The miRNA, hsa-miR-661, deleted in 14 cases and no controls, is a relatively well-characterised regulatory molecule. Transfection studies of the MCF-7 wildtype TP53 breast cancer cell line showed that miR-661 siRNA-mediated inhibition leads to decreased expression of MDM2 and MDM4, both negative regulators of TP53, in a tumour-suppressive manner. In addition, increased expression of hsa-miR-661 was reported to be associated with better outcome for breast cancer patients (Hoffman et al. 2014). hsa-miR-661 expression in MDA-MB-231 breast cancer cells was reported to decrease cell motility, invasiveness, and anchorage, and decrease tumour formation in nude mice (Reddy et al. 2009). In our case cohort, germline loss of hsa-miR-661 is a recurring event, supporting a potential role of miR-661 as a tumour suppressor in endometrial cancer predisposition.

miRNA hsa-miR-203 was deleted in 11 cases and no controls and is known to be intricately involved in regulating endometrial cell cycling. It is downregulated in the late proliferative endometrium and upregulated in the mid-term secretion phase (Kuokkanen et al. 2010). Literature to date describes a decrease of hsa-miR-203 expression in most malignancies, including hormone-related tumours (Viticchie et al. 2011; Wang et al. 2012). There are only two reports that examine the expression of hsa-miR-203 in normal and malignant endometrium. Huang et al. (2014) found that hsa-miR-203 was significantly hypermethylated in tumour samples, correlating with MLH1 methylation status, microsatellite instability, and decreased expression of pro-oncogene SOX4 in Ishikawa cells (Huang et al. 2014). Conversely, a smaller study by Chung et al. (2009) reported increased expression of hsa-miR-203 in endometrial adenocarcinomas compared to normal endometrium samples (Chung et al. 2009). The germline loss of the miR-203 in multiple cases but not controls in our study supports a role of hsa-miR-203 as a tumour suppressor in endometrial cancer predisposition, consistent with most previous studies on hormonal cancers.

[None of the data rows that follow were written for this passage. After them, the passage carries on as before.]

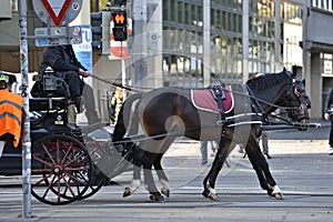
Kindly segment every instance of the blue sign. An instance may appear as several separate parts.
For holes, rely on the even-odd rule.
[[[92,48],[91,48],[91,27],[82,24],[82,43],[73,44],[73,50],[78,60],[88,69],[88,71],[92,72]]]

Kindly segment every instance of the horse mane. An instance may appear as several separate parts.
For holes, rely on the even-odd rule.
[[[272,88],[278,82],[282,82],[286,78],[284,71],[279,73],[265,73],[246,81],[246,84],[254,91]]]

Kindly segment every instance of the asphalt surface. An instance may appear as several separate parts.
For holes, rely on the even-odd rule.
[[[24,221],[333,221],[333,157],[329,155],[329,125],[311,131],[270,131],[268,160],[284,200],[260,189],[249,159],[235,149],[218,180],[218,201],[201,195],[208,165],[201,165],[199,143],[178,141],[165,153],[163,165],[171,196],[163,203],[149,200],[141,185],[122,198],[131,172],[122,173],[93,196],[68,205],[47,205],[32,198],[31,218]],[[212,151],[209,151],[210,157]],[[9,181],[11,180],[11,181]],[[0,221],[22,221],[20,178],[0,176]]]

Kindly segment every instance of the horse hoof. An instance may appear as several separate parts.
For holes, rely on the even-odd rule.
[[[272,196],[274,196],[276,200],[284,200],[282,193],[272,193]]]
[[[202,191],[202,195],[203,195],[204,198],[209,198],[210,191],[209,191],[209,190]]]
[[[219,200],[219,195],[215,194],[215,193],[211,193],[209,190],[204,190],[204,191],[202,192],[202,195],[203,195],[204,198],[211,199],[211,200],[213,200],[213,201],[218,201],[218,200]]]
[[[162,188],[162,189],[161,189],[161,193],[162,193],[163,195],[165,195],[167,198],[170,198],[170,190],[169,190],[169,189]]]
[[[131,190],[129,188],[125,188],[125,190],[123,191],[122,198],[127,198],[131,195]]]
[[[150,194],[150,200],[155,201],[155,202],[165,202],[163,195],[157,195],[157,194]]]

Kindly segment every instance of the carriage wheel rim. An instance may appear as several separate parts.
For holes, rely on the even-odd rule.
[[[32,195],[39,201],[52,205],[81,200],[81,196],[90,186],[93,170],[88,151],[79,140],[69,135],[48,135],[37,141],[34,147],[43,148],[47,147],[48,142],[49,145],[53,144],[58,149],[54,149],[56,147],[51,148],[51,153],[42,149],[48,159],[42,159],[38,153],[32,155],[32,160],[39,163],[42,161],[41,168],[32,169],[32,172],[41,175],[41,179],[32,184]],[[69,144],[69,147],[63,144]],[[70,154],[69,148],[72,149]],[[58,157],[58,159],[54,157]],[[41,184],[47,186],[43,192],[38,191]],[[53,196],[54,200],[49,200],[48,195]]]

Apart from CpG island analysis of rare CNVs, there was no evidence that DNA gains were involved in endometrial cancer predisposition. While this suggests the duplications in general are not as disruptive to gene function as deletions, it may also reflect that SNP arrays are not able to define the genomic location of duplicated material. For example, duplicated genomic material may lie in tandem, within itself, or be inserted at another part of the genome in either a benign or disruptive manner. Thus, the functional relevance of DNA gains would be better assessed using alternative technologies, possibly by determining if they are associated with altered expression of the gene(s) implicated, or directly assessing their effects on gene transcription. We also acknowledge that detection of CNVs in our study was limited by the resolution of the microarray used for genotyping. Future analyses performed at higher resolution with CNV specific arrays, or next-generation sequencing as this becomes more affordable, would improve the potential for detecting causal variants along the genome, both deletions and duplications.

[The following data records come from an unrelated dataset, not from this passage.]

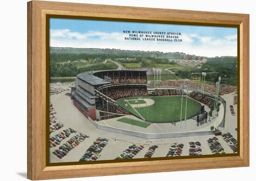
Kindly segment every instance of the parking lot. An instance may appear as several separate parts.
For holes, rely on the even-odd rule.
[[[97,161],[114,160],[123,153],[124,150],[129,146],[134,144],[142,144],[144,146],[144,148],[134,155],[133,159],[144,158],[149,147],[154,145],[157,145],[158,148],[155,149],[152,155],[152,157],[165,157],[171,145],[175,143],[184,144],[181,156],[189,155],[189,142],[191,142],[200,143],[202,155],[213,154],[208,145],[207,140],[214,137],[215,136],[214,135],[189,137],[146,139],[98,129],[78,110],[73,104],[70,98],[66,96],[65,93],[66,92],[64,91],[61,94],[52,95],[50,97],[51,102],[53,104],[54,110],[56,112],[54,114],[57,118],[56,121],[57,123],[63,124],[64,126],[60,129],[56,130],[55,132],[52,132],[50,134],[50,137],[63,132],[63,130],[69,128],[76,130],[77,132],[71,133],[69,137],[61,140],[59,145],[50,148],[50,162],[78,162],[93,143],[100,137],[107,137],[108,139],[108,141],[107,145],[101,151],[100,156],[97,158]],[[225,95],[224,96],[226,96],[226,98],[229,97],[229,95]],[[230,100],[232,101],[230,104],[232,104],[233,95],[231,96],[230,94],[229,97],[230,100],[227,99],[227,101]],[[228,105],[229,105],[228,104],[229,103],[227,102]],[[236,120],[235,117],[231,115],[229,106],[227,106],[227,109],[228,109],[229,111],[227,112],[226,114],[226,127],[224,129],[222,129],[222,134],[230,132],[233,137],[235,139],[237,139],[236,131],[235,130],[235,128],[237,127]],[[235,112],[236,111],[236,106],[234,106],[234,110]],[[229,116],[232,118],[232,119],[229,119]],[[88,135],[89,137],[87,137],[84,140],[80,143],[78,146],[69,151],[67,155],[61,159],[53,154],[57,148],[79,133]],[[222,136],[216,137],[226,153],[233,153],[232,150],[224,141]]]

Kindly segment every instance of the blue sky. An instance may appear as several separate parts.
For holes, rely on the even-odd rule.
[[[50,46],[237,56],[236,28],[51,19]],[[123,30],[182,33],[182,42],[127,41]]]

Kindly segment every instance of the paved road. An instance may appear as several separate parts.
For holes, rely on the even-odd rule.
[[[116,69],[117,70],[121,70],[122,69],[123,69],[124,68],[123,66],[121,64],[118,63],[118,62],[114,61],[114,60],[108,60],[108,61],[112,62],[112,63],[114,63],[116,65],[117,65],[118,66],[118,67],[117,68],[117,69]]]
[[[164,69],[165,70],[167,70],[169,72],[170,72],[171,74],[175,74],[175,72],[173,72],[170,70],[172,67],[169,67],[168,68]]]

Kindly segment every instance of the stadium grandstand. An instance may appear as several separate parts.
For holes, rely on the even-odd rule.
[[[104,70],[77,75],[72,88],[74,105],[87,117],[95,120],[104,116],[131,114],[115,100],[130,96],[148,95],[146,70]],[[100,111],[97,115],[96,110]],[[109,113],[112,113],[109,115]]]

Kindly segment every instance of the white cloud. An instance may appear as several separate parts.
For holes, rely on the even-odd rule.
[[[237,35],[233,35],[225,37],[225,38],[228,41],[236,40],[237,39]]]
[[[69,30],[51,30],[52,47],[109,48],[135,50],[183,52],[198,56],[214,57],[237,56],[235,36],[215,38],[196,34],[182,34],[182,43],[124,40],[122,32],[89,31],[84,33]]]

Our results implicate rare germline deletions of functional and regulatory regions as possible mechanisms conferring risk in endometrial cancer. As such, this study provides a baseline for future validation studies that consider the functional relevance of predicted CNVs in assessing the role of CNV load in cancer predisposition. This study has also identified specific regulatory elements as candidates for further investigation in endometrial cancer predisposition.